Teilzeitarbeit: Besonderheiten und Fallstricke

Flexible Teilzeitarbeitsmodelle sind zunehmend gefragt und bieten neue Chancen für den Arbeitsmarkt. Gleichzeitig sehen sich Arbeitgebende und Arbeitnehmende mit neuen Herausforderungen konfrontiert. Welche Rechte und Pflichten einzuhalten sind, hängt entscheidend vom jeweiligen Beschäftigungsmodell ab.

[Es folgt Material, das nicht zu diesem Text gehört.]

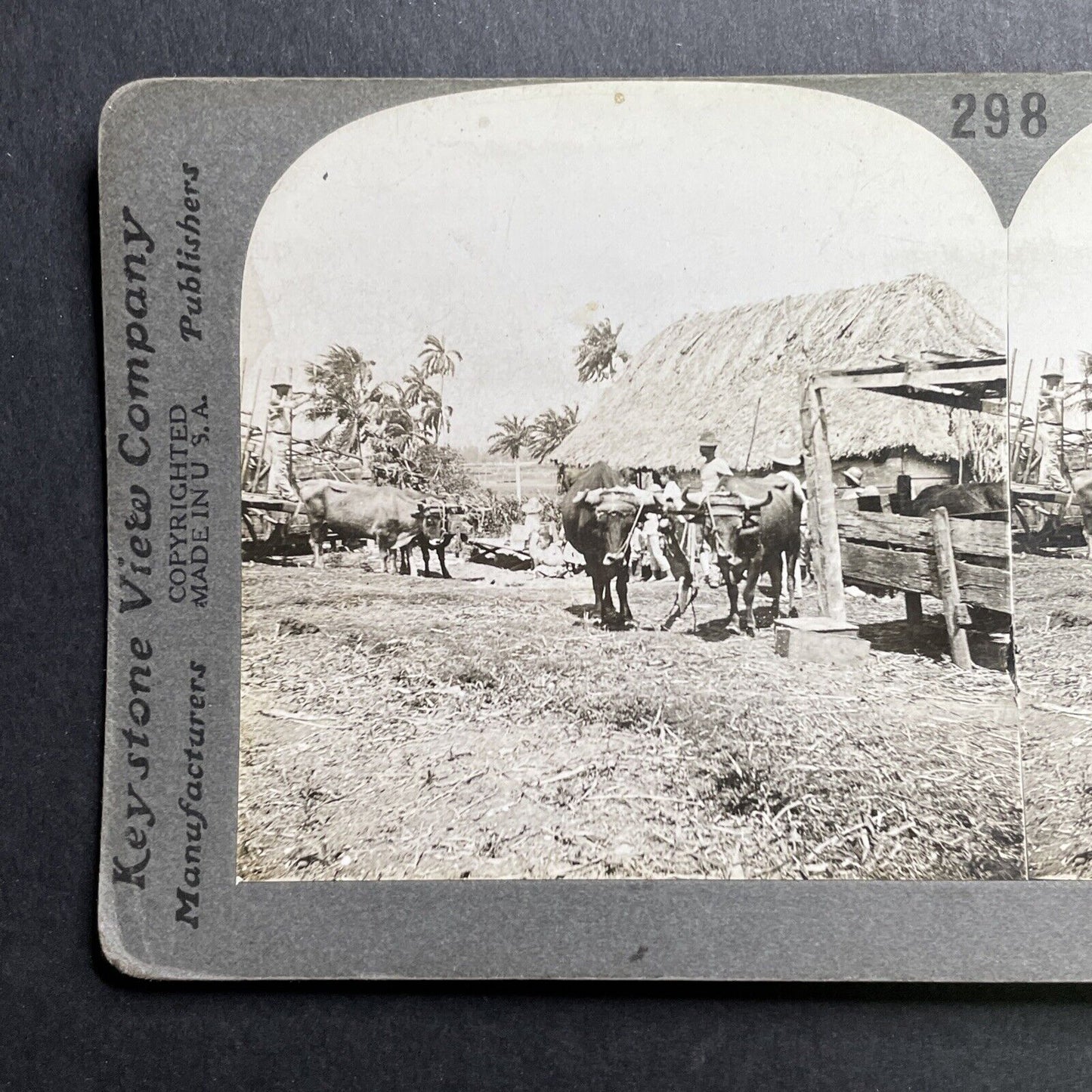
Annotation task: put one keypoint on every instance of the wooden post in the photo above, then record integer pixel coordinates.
(1035, 432)
(822, 511)
(949, 586)
(903, 488)
(914, 608)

06.10.2023 Von: Christian Ammann, Marc Ph. Prinz
Teilzeitarbeit

Flexible Arbeitsmodelle

Heutzutage sind zunehmend flexible Teilzeitarbeitsmodelle als Alternative zur klassischen Vollzeitbeschäftigung gefragt. Dabei profitieren Arbeitgebende nicht zuletzt von der flexiblen Einsatzplanung, die sie abhängig von der Auftragslast vornehmen können, geringeren Fehlzeiten sowie der erhöhten Zufriedenheit der Mitarbeitenden, die sich positiv auf ihre Produktivität auswirkt. Demgegenüber sehen sich Arbeitgebende oft mit einem erhöhtem Administrations- und Koordinationsaufwand konfrontiert.

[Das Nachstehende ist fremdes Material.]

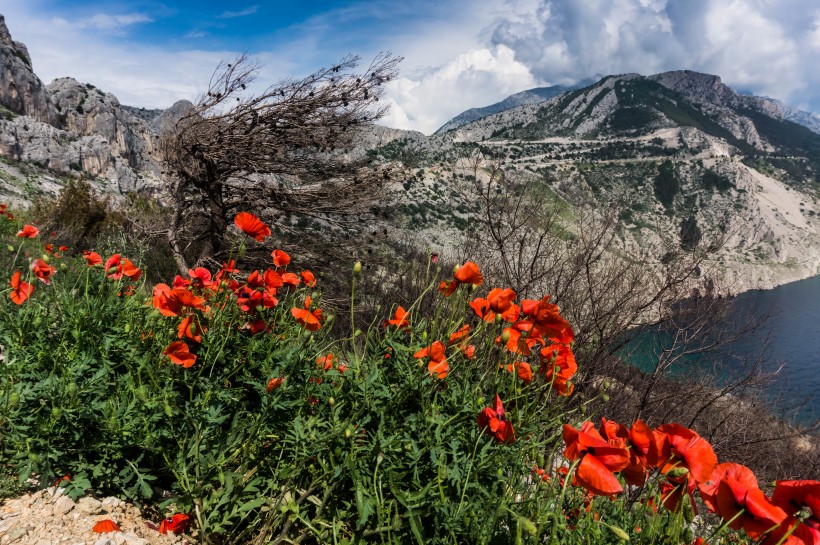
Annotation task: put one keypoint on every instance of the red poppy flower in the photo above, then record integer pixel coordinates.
(173, 302)
(43, 271)
(290, 279)
(437, 365)
(280, 258)
(252, 226)
(200, 277)
(28, 231)
(105, 526)
(308, 278)
(600, 459)
(20, 291)
(399, 319)
(273, 280)
(92, 258)
(469, 274)
(793, 496)
(275, 383)
(493, 422)
(176, 524)
(180, 354)
(732, 492)
(310, 320)
(447, 288)
(325, 362)
(681, 447)
(559, 366)
(522, 369)
(548, 321)
(190, 328)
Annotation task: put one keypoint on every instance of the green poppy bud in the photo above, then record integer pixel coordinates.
(619, 533)
(678, 472)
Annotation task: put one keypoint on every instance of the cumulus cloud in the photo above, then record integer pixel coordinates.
(424, 101)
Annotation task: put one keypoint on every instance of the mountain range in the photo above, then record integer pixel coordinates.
(675, 153)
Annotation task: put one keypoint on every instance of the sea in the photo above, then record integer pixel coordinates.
(787, 344)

Auch bei Stellensuchenden gewinnen Teilzeitmodelle an Beliebtheit, indem sie ihre Arbeitszeit flexibel an ihre individuellen Bedürfnisse anpassen können. Zu nennen sind insbesondere familiäre Gründe (z.B. Kinderbetreuung), gesundheitliche Gründe, persönliche Gründe (z.B. Work-Life-Balance), Aus- und Weiterbildungen sowie das Alter (z.B. gestaffelte Pensionierung).

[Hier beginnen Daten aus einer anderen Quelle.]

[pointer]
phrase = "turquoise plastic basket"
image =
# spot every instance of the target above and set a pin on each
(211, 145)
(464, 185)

Unter Teilzeitarbeit werden sämtliche Anstellungsverhältnisse gefasst, bei denen das Arbeitspensum reduziert ist. Auf dem Arbeitsmarkt finden sich unterschiedliche Erscheinungsformen der Teilzeitarbeit:

  • klassische Teilzeitarbeit (z.B. 60%-Arbeitspensum)
  • Arbeit im Stundenlohn (z.B. 20 Stunden pro Woche)
  • Arbeit auf Abruf (unregelmässige Arbeitseinsätze, abhängig vom zu bewältigenden Arbeitsvolumen)
  • Jobsharing (Vollzeitarbeitsstelle wird von zwei oder mehreren Mitarbeitenden in Teilzeitarbeit ausgeübt, z.B. wird der IT-Support unter der Woche drei Tage durch Mitarbeiter A und die übrigen Tage durch Mitarbeiter B besetzt) Wichtig zu wissen ist, dass Teilzeitarbeitsverhältnisse den gleichen gesetzlichen Bestimmungen wie Vollzeitarbeitsverhältnisse unterliegen, u.a. dem Arbeitsgesetz sowie den allfällig einschlägigen Gesamt- und Normalarbeitsverträgen.

Ferienanspruch

Trotz der reduzierten Arbeitszeit sind auch den Mitarbeitenden im Teilzeitarbeitsverhältnis Ferien zu gewähren (Art. 329a Abs. 1 OR). Diese sind im Umfang von vier bzw. fünf Kalenderwochen zuzusprechen und können nicht aufgrund geringerer Arbeitseinsätze verkürzt werden. Ebenfalls geschuldet ist der Ferienlohn, dessen Höhe sich nach dem durchschnittlichen Teilzeiterwerbseinkommen bemisst. Im Allgemeinen ist die Abgeltung des Ferienanspruchs durch Geldleistungen unzulässig (Art. 329d Abs. 2 OR). Eine Ausnahme besteht bei unregelmässigen oder sehr kurzen Arbeitseinsätzen (z.B. Arbeit auf Abruf), wo sich die Berechnung des Ferienlohns meist als schwierig erweist, sofern die Ferienzuschläge gesondert im Lohnausweis ausgewiesen werden.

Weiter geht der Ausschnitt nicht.